UW News

January 31, 2020

University of Washington selected for 2020 Carnegie Foundation Community Engagement Classification

UW News

The University of Washington today announced that its three campuses in Seattle, Bothell and Tacoma have received the Carnegie Community Engagement Classification, an elective designation that indicates institutional commitment to community engagement.

This important classification is awarded following a process of self-study by each institution, which is then assessed by a national review committee led by the Swearer Center for Public Engagement at Brown University, the administrative and research home for the Carnegie Community Engagement Classification.

“Learning with and from our communities is embedded in the UW’s public service mission and a huge part of our faculty and staff’s work and our students’ learning experiences,” said UW President Ana Mari Cauce. “It’s not easy to capture those complex relationships in a ranking or statistic, so the Carnegie application process allows us to reflect on and assess our true impact and honestly evaluate the ways in which community engagement is central to our institutional identity. For our Bothell, Seattle and Tacoma campuses to have earned the classification is a wonderful reflection of who we are.”

Receiving this classification puts into focus that the work of a public research university begins at home, in neighborhoods, in the state and in the region.

Writing in support of the assessment process in February 2019, UW Regent Constance W. Rice said: “The power of UW is multiplied by its capacity to generate new knowledge not only in service to the public good but in partnership with its communities. UW has global impact precisely because its faculty, its staff and its students see themselves as accountable to communities across the globe.”

Ed Taylor, vice provost and dean of Undergraduate Academic Affairs, explained the designation.

“UW faculty, students and staff work in partnership with local organizations to address some of the stubbornly persistent problems that impact citizens of our state, such as public health and safety, homelessness, inequities in education and in our communities,” he said. “Our communities matter.”

The three core entities of the UW’s mission — teaching, research and service — are all equally important and inspire our intention to serve the public good, Taylor said.

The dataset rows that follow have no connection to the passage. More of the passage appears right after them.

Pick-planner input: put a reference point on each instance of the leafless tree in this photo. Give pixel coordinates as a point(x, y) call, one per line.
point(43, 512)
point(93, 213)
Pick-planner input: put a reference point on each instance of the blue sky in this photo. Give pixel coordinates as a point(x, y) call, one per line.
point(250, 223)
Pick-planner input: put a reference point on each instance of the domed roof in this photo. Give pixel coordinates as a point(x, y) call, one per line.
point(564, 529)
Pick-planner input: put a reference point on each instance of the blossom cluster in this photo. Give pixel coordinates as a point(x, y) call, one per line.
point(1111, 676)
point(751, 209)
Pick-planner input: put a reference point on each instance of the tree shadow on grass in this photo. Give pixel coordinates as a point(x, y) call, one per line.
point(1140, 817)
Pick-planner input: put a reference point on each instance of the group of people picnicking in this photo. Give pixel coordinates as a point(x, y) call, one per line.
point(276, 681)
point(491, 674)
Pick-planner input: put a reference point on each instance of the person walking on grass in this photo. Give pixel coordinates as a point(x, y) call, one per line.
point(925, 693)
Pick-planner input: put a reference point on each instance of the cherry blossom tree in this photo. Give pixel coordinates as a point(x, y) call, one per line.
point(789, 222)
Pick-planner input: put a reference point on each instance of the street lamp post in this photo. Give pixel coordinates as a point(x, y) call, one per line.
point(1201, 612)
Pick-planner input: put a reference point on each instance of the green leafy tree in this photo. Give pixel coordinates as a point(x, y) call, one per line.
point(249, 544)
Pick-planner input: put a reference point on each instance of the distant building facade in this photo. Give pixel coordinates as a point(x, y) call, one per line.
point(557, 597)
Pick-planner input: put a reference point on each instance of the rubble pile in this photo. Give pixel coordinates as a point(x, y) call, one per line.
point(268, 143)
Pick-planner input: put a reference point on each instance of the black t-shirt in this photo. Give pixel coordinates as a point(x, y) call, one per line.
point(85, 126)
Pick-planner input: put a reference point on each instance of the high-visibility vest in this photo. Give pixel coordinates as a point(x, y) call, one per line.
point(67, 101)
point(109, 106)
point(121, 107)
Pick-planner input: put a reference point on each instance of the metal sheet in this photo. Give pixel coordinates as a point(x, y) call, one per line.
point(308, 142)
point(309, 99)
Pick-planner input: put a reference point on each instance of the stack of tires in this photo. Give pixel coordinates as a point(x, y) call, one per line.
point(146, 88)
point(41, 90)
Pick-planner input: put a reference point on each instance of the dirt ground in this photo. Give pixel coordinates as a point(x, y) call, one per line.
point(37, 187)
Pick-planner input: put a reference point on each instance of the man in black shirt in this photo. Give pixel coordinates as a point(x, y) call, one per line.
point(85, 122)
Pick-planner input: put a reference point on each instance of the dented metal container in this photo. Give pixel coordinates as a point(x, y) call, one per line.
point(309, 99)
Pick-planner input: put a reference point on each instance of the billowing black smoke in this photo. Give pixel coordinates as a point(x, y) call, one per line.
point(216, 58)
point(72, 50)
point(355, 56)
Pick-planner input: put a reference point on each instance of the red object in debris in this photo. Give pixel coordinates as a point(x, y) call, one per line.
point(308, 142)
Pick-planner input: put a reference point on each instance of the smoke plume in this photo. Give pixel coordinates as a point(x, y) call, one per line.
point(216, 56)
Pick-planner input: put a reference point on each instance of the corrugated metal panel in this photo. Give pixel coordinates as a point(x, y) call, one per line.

“This is core to the work of our students as we teach them to be effective and engaged citizens. It’s important to the work of our faculty for whom research and service go hand in hand,” he said.

The assessments across each of the three campuses identified hundreds of examples of partnerships that embody the definition of community engagement that the Carnegie Foundation puts forth.

For example, Communities in Action, a School of Social Work sponsored initiative, partners in Southeast and Central Seattle, neighborhoods where 59 languages are spoken. Many families in these areas have low household incomes and young people commonly face numerous obstacles to achieving success in and out of school. Born out of community priorities and adapting to meet ever-shifting community needs, Communities in Action leverages the evidence-based Communities that Care model to promote healthy behaviors and prevent the most persistent social problems among young people before they begin.

In more rural areas, Jody Early, an associate professor, and Victoria Breckwich Vásquez, an affiliate assistant professor, both in the UW Bothell School of Nursing & Health Studies, helped develop a training program to prevent sexual harassment in agriculture. They worked with public health students through the Pacific Northwest Agricultural Safety and Health Center and with a group that included more than 70 farmworkers. Early and Breckwich Vásquez produced a training video that was recorded in a Yakima Valley orchard. There is a large demand for the training, said Mike Gempler, executive director of the Washington Growers League.

In the South Sound, a collaboration between Joint Base Lewis-McChord and UW Tacoma provides transition opportunities for soldiers and airmen departing from the military and moving into civilian life. In addition, UW Tacoma partners with the base and its command structure on initiatives that result in it being a better place for local military members and their families to live, work, play and learn. Almost 20% of the UW Tacoma student body is military-connected: veterans, active-duty, or family of active-duty.

The Carnegie Community Engagement Classification has been the leading framework for institutional assessment and recognition of community engagement in U.S. higher education for the past 14 years with multiple classification cycles in 2006, 2008, 2010, 2015 and 2020. Of the 119 institutions classified in the 2020 cycle, 44 are receiving the classification for the first time while 75 are now re-classified, after being classified originally in 2010 or 2015. These 119 institutions join the 240 institutions that earned the classification during the 2015 selection process, for a total of 359 campuses who are currently active holders of this important designation.

The UW’s three campuses join other Washington universities in achieving the distinction, including Washington State University, Western Washington University, Gonzaga University, Whitworth University and Seattle University. Classified institutions have the opportunity to reclassify every six years by showing how their community engagement work has deepened and broadened across the campus. The UW already is capitalizing on the assessments to build on its community-engaged research, teaching and service, paving the way for greater impact in the years to come.